Oui. Nous avons instauré un cadre légal pour garantir un recrutement éthique. Il est essentiel que les travailleurs étrangers ne soient pas exploités. Ils doivent être correctement formés, informés de leurs droits et ne pas encourir des frais de recrutement. Des progrès importants ont été réalisés pour rendre le système plus transparent et équitable.
Qu’en est-il des relations industrielles ?
Il reste des efforts à faire, notamment pour accélérer la résolution des conflits. Aujourd’hui, les procédures sont trop longues. Nous devons revoir certaines dispositions légales, car une justice lente est une justice inefficace, surtout dans le monde du travail.
Quel est le principal défi à relever ?
Le changement de mentalité. Employeurs et travailleurs doivent avancer dans la même direction. Nous devons promouvoir un véritable esprit de partenariat. Un travailleur heureux est plus productif, et une entreprise performante profite à l’ensemble de l’économie.
Vous avez passé plusieurs semaines à résoudre la crise qui avait secoué le MMM…
Je ressens une certaine tristesse à la fois pour le MMM et pour Paul Bérenger. Je pense que son expérience aurait été précieuse dans le contexte actuel. Il est regrettable qu’il n’ait pas suivi la volonté de la majorité des militants, qui souhaitaient rester au gouvernement. Je n’ai jamais compris cette logique. Gagner des élections pour ensuite renoncer à exercer le pouvoir me paraît contradictoire. C’est au gouvernement que nous pouvons réellement agir et mettre en œuvre un programme.

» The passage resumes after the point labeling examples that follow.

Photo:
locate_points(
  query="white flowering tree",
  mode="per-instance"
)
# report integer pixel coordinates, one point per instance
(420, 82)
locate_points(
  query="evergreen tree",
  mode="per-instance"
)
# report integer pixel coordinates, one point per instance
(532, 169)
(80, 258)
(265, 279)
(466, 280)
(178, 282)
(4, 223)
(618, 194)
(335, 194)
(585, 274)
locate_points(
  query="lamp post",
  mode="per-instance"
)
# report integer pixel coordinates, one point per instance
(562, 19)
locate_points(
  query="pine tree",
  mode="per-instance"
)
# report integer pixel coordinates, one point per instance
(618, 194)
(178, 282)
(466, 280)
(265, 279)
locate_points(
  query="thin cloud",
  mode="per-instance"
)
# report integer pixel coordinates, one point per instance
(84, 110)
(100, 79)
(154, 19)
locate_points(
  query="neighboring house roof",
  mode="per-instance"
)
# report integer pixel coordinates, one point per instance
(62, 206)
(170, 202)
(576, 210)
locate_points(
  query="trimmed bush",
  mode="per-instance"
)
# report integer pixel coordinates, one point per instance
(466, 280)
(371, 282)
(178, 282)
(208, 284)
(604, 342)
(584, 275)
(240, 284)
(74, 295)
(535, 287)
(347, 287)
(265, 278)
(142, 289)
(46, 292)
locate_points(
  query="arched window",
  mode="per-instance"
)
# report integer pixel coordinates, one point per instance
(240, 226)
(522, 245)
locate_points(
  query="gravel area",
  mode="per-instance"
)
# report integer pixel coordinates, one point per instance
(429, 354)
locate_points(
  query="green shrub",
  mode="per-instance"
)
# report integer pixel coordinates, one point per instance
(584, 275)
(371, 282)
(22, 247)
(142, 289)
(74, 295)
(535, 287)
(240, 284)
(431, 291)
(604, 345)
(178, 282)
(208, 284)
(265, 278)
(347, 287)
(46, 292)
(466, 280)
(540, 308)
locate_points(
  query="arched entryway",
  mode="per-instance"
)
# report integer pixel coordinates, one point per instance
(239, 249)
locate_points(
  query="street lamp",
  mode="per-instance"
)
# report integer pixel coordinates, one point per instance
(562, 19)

Après ce départ, qui porte le projet du MMM ? La responsabilité est désormais collective, portée par les instances du parti. Nous allons relancer nos activités sur le terrain, et nous constatons déjà un regain d’intérêt.
La révocation de certains membres du MMM, dont des conseillers municipaux, était-elle nécessaire ? Oui, pour une question de cohérence. Nous ne pouvons pas appartenir à deux formations politiques en même temps. Les règles sont claires et prévues par la loi.
Les conseillers municipaux n’ont toujours pas été informés…
Nous nous attendions que les conseillers prennent eux-mêmes les devants. Attendons de voir l’évolution de la situation !
La nomination du DPM se fait attendre… On parle de la nomination d’Arianne Navarre Marie…
Cette question relève de prérogatives du Premier ministre, même si nous avions formulé nos propositions.
Quel regard jetez-vous sur la situation économique internationale ?
Les tensions géopolitiques ont un impact direct sur les prix et sur notre économie. Le rôle du gouvernement est d’agir pour soutenir l’activité tout en protégeant les plus vulnérables et les PME.
Quel message souhaitez-vous adresser aux travailleurs ?
Je voudrais exprimer ma reconnaissance envers tous les travailleurs, mauriciens et étrangers, qui contribuent chaque jour à faire tourner l’économie. Je rends également hommage aux syndicalistes qui ont défendu les droits des travailleurs. La lutte continue, et nous devons avancer ensemble pour construire un monde du travail plus juste et plus humain.